Professor Eduardo Palermo, coordinatore del gruppo Università Sapienza di Roma
L’ingegneria biomedica raccoglie tutta la conoscenza ingegneristica legata all’essere umano e alla tecnologia con cui interagisce. Un esoscheletro non può essere progettato e realizzato senza una conoscenza dei modelli biomeccanici del corpo umano. È necessario saper gestire i dati ottenuti dagli strumenti di misura e interpretarne gli output.

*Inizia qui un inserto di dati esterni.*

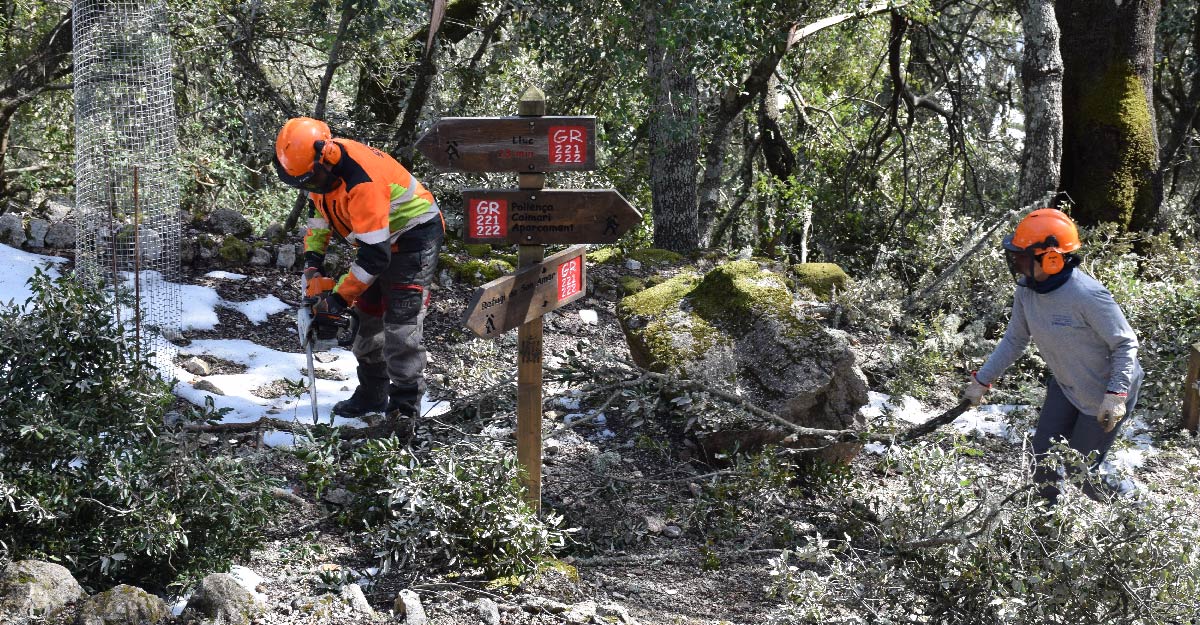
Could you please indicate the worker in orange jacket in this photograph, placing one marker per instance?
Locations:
(376, 205)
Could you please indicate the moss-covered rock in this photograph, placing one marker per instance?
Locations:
(34, 587)
(474, 271)
(605, 256)
(234, 251)
(653, 256)
(478, 250)
(737, 328)
(822, 278)
(123, 605)
(630, 284)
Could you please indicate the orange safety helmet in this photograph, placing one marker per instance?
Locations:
(1045, 235)
(304, 151)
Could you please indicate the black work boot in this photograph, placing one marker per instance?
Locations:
(371, 396)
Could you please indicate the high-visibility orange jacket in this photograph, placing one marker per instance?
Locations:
(376, 202)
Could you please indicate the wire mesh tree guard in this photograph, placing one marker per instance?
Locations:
(126, 175)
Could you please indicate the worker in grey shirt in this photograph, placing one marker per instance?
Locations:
(1083, 336)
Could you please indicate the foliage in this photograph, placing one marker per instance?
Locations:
(947, 547)
(459, 505)
(88, 473)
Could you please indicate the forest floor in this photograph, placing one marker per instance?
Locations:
(651, 538)
(634, 545)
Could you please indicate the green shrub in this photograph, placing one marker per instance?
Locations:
(954, 542)
(460, 506)
(88, 474)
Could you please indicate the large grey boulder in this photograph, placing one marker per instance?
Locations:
(37, 229)
(739, 330)
(220, 596)
(124, 605)
(12, 230)
(60, 235)
(228, 222)
(36, 588)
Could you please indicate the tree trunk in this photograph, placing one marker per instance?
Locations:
(1042, 97)
(1110, 143)
(673, 139)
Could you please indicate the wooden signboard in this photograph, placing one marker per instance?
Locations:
(520, 298)
(511, 144)
(547, 216)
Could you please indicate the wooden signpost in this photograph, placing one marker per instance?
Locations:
(1192, 391)
(507, 302)
(546, 216)
(529, 144)
(511, 144)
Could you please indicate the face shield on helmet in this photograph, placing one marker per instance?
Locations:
(317, 180)
(299, 155)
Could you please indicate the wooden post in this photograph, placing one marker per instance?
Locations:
(533, 103)
(1192, 392)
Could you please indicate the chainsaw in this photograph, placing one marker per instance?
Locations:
(311, 341)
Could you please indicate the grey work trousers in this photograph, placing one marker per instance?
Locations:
(1061, 420)
(391, 316)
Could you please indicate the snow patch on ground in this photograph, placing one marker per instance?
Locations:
(18, 268)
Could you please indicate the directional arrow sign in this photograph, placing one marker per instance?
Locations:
(507, 302)
(511, 144)
(547, 216)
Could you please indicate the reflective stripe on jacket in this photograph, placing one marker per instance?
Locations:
(378, 200)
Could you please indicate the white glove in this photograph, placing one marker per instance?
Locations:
(1111, 410)
(973, 391)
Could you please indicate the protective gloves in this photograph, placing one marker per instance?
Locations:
(1111, 410)
(329, 314)
(975, 390)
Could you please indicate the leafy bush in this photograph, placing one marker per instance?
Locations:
(88, 473)
(461, 505)
(948, 546)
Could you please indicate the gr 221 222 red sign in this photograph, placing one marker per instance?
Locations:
(489, 217)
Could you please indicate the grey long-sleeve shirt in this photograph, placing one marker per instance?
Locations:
(1080, 332)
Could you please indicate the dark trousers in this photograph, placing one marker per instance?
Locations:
(391, 314)
(1060, 420)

A questo bisogna aggiungere un po’ di conoscenza di quella che si definisce meccatronica, cioè una branca sempre più presente nei percorsi di studio di Ingegneria Biomedica. Questo progetto è stato realizzato grazie anche al coinvolgimento di studenti, sia di dottorato che di tesi magistrale. A fianco delle realtà di ricerca universitaria, che ha come sbocco principale la carriera accademica, esistono anche altri importanti istituti che concentrano molte risorse sull’ ingegneria biomedica.
Lavorare nella ricerca di ingegneria biomedica è possibile e può dare grandi soddisfazioni, anche in un paese come l’Italia, dove la ricerca scientifica non è forse finanziata quanto altrove ma è comunque di altissimo livello. Quella delle scienze legate alla vita è una delle discipline che più necessita di sviluppo tecnologico.
Professore, la ringraziamo per la sua disponibilità e per averci raccontato del progetto SIDE. Ci auguriamo di risentirla per i futuri aggiornamenti dello stesso.